The pregnant patient presents a challenge as there are actually two patients in one- the mother and fetus. However, maternal survival usually is in line with fetal survival. Clinicians must be aware of pregnancy-associated physiologic changes when caring for the pregnant woman.
Numerous changes alter physiology in pregnancy. Due to the implications, few randomized trials are done on pregnant patients. As a result, there is no high-quality evidence. Guidelines are based on the little research available on pregnancy-related resuscitation, clinical consensus, and knowledge of pregnancy physiology.
Clinicians must be aware of a pregnant woman’s pregnancy-associated physiologic changes.
Luckily cardiac emergency in pregnancy is rare. Cardiac arrest in pregnancy occurs in 1 of 12000 delivery admissions; however, the deaths associated with cardiac arrest does appear to be increasing from 7.2 to 17.8 in 100,000 deliveries between 1987 and 2009.
There are certain important physiological changes during pregnancy that can affect resuscitation efforts.
Always be conscious of the fetus as a patient. At 20 weeks gestation, the fetal size can adversely affect resuscitation effects. The fetus becomes potentially viable outside the womb at 23 weeks gestation.

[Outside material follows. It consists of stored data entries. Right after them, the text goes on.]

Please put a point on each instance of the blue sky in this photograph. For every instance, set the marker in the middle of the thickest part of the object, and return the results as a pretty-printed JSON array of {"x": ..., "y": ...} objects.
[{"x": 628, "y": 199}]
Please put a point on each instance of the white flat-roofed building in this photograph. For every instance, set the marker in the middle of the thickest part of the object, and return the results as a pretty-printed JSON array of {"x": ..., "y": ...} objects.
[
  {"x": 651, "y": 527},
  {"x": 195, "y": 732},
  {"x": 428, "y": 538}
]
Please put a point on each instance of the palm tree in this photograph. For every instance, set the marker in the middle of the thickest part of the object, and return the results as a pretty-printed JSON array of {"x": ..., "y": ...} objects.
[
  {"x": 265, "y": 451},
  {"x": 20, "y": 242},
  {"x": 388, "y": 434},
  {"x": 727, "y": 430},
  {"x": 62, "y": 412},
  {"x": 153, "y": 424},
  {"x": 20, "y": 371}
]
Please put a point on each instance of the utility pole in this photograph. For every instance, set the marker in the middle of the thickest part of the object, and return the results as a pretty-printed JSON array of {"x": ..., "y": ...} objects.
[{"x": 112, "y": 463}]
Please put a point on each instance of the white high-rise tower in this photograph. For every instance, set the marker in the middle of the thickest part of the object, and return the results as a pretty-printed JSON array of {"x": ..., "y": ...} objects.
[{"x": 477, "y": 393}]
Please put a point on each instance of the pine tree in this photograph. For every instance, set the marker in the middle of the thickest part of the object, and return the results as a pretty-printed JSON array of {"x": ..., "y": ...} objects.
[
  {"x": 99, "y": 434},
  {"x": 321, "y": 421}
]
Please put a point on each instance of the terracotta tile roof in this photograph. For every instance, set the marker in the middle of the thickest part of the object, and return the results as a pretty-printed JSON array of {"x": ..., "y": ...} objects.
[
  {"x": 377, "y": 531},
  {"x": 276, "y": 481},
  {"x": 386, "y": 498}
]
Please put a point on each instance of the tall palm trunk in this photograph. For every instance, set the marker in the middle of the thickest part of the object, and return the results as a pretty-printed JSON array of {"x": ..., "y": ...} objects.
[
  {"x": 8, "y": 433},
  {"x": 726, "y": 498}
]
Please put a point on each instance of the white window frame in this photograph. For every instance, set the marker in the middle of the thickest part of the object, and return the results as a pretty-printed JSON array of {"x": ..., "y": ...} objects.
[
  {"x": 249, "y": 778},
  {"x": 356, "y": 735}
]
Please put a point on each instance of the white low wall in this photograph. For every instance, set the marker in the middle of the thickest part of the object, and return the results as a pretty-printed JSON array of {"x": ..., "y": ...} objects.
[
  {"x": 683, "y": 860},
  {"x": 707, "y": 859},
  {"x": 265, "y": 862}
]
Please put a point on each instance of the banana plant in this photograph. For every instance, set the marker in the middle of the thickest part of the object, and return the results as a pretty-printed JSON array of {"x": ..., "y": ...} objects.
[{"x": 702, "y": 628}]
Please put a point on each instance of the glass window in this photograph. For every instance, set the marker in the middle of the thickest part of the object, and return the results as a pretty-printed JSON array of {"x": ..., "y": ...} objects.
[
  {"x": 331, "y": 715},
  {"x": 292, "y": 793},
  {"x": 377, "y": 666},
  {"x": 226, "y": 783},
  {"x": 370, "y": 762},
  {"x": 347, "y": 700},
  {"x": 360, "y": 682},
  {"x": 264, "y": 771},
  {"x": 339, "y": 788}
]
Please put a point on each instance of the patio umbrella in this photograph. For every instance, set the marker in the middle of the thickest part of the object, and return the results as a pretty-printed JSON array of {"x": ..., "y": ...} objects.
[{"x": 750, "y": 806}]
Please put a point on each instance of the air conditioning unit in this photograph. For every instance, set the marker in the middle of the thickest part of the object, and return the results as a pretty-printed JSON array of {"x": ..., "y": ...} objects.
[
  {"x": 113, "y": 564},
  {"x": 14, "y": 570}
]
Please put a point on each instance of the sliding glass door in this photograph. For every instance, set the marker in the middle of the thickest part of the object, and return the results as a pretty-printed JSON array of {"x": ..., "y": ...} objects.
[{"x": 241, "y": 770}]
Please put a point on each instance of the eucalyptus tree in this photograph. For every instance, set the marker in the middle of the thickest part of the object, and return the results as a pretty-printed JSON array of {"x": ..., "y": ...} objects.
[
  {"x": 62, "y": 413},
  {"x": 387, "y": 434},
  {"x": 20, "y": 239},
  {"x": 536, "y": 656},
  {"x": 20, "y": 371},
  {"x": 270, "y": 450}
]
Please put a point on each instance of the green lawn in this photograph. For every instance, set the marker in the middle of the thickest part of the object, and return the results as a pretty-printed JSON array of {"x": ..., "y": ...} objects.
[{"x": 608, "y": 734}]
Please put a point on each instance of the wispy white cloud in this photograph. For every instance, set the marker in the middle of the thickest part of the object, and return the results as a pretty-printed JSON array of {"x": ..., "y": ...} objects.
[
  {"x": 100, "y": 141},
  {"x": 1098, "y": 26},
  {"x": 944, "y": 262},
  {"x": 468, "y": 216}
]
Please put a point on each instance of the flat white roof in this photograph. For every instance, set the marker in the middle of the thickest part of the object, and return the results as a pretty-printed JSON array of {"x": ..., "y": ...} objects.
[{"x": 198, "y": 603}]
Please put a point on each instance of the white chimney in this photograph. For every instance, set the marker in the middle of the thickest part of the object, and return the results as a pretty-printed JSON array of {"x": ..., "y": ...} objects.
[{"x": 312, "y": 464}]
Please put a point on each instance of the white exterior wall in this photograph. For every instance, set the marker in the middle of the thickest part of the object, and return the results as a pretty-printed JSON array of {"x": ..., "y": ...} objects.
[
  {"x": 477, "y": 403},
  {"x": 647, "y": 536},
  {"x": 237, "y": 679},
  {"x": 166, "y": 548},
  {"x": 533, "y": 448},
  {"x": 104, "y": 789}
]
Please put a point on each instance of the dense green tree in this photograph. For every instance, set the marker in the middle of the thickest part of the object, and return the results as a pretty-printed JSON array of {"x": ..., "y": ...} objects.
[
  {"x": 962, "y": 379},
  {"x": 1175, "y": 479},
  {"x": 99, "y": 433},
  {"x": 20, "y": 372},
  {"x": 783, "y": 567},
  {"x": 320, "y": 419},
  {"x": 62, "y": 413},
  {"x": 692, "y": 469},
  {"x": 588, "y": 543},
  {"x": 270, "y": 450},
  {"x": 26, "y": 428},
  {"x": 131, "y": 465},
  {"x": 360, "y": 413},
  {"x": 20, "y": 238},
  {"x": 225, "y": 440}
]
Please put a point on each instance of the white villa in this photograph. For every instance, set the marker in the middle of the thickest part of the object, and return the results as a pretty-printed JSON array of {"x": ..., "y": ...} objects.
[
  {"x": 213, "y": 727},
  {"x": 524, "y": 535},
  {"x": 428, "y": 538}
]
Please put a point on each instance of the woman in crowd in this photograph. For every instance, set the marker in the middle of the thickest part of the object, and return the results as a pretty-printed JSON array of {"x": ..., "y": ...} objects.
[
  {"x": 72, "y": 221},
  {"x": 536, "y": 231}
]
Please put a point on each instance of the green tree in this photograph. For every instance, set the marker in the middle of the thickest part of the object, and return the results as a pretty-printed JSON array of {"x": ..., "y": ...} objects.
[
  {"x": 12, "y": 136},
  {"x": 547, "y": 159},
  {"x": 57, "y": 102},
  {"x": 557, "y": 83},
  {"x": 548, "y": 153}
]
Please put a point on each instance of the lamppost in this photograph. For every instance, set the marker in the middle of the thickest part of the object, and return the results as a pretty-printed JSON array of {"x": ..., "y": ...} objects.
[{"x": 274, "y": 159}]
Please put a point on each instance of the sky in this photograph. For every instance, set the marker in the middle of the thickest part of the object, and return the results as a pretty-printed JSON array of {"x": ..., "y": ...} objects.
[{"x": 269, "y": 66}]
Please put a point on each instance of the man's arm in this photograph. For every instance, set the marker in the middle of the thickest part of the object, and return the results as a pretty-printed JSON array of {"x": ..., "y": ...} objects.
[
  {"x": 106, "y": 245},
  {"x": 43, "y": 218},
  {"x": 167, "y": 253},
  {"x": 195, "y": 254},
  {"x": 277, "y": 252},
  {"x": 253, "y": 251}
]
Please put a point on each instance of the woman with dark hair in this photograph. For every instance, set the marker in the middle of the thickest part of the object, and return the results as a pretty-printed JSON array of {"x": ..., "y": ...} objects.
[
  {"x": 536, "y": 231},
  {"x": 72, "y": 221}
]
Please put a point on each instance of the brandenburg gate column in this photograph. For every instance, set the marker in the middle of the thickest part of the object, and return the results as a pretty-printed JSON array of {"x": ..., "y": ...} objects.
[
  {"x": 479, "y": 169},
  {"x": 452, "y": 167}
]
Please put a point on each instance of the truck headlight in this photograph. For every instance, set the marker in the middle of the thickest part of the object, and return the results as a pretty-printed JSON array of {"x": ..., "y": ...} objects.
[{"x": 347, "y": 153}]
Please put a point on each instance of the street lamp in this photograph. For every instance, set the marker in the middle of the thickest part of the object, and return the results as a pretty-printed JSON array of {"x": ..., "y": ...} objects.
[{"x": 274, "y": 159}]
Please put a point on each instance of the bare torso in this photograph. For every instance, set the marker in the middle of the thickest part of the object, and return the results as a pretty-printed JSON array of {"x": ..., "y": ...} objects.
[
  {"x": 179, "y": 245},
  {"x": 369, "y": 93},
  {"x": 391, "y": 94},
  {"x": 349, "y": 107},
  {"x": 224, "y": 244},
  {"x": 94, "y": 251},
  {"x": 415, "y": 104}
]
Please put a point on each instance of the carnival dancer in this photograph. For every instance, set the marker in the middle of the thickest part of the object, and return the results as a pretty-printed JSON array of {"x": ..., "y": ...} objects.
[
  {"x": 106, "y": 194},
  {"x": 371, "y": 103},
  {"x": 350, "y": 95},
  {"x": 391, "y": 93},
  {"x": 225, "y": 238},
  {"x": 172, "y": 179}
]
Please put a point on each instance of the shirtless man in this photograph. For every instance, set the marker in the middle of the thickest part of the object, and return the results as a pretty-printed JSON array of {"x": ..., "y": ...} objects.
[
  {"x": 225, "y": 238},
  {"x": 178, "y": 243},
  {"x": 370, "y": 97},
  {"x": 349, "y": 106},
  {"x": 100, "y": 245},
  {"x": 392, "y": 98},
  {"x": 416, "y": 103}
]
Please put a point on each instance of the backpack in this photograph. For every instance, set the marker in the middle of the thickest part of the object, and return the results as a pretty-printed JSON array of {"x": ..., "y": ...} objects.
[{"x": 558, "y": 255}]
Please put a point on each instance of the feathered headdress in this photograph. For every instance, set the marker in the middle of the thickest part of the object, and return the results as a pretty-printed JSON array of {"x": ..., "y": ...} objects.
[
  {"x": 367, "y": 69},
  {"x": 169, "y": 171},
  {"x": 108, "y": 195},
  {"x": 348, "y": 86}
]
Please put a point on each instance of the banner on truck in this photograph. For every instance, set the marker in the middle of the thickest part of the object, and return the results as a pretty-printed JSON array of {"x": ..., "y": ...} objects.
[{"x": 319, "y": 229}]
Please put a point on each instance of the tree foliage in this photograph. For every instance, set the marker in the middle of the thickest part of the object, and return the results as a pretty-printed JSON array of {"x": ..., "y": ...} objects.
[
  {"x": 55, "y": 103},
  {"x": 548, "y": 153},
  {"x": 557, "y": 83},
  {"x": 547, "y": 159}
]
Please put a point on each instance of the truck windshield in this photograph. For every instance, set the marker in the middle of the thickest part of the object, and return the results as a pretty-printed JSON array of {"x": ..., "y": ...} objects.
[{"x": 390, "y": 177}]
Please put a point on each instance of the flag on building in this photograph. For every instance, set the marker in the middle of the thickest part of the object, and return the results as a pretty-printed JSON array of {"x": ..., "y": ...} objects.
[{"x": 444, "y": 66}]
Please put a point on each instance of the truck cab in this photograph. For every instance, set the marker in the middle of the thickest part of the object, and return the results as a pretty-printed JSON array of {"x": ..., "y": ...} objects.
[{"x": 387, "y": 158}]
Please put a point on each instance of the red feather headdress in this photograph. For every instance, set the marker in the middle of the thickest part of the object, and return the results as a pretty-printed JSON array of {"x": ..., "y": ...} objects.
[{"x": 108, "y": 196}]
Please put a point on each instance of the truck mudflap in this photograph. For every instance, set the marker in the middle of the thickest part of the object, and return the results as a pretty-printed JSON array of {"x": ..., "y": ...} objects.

Cesarean section reverses aortic compression and aid efforts at resuscitation, so in the second half of pregnancy, it may be considered in resuscitation efforts. The little research done shows that over half of women will have ROSC following the cesarean section, and there was no associated worsening in maternal status. However, due to the heterogeneity of cases, the preferred timing for this treatment. Maternal survival is documented as much as 15 minutes following arrest. In comparison, neonatal survival is documented as much as 30 minutes following arrest.
There are several causes of pregnancy-associated arrest. The most common underlying etiology is heart disease, and the deaths associated with the cause have been increasing. The most common cardiac concerns are sudden death syndrome, acute MI, cardiomyopathy, and aortic dissection. Importantly there is also a risk in the postpartum period in patients with underlying cardiac disease.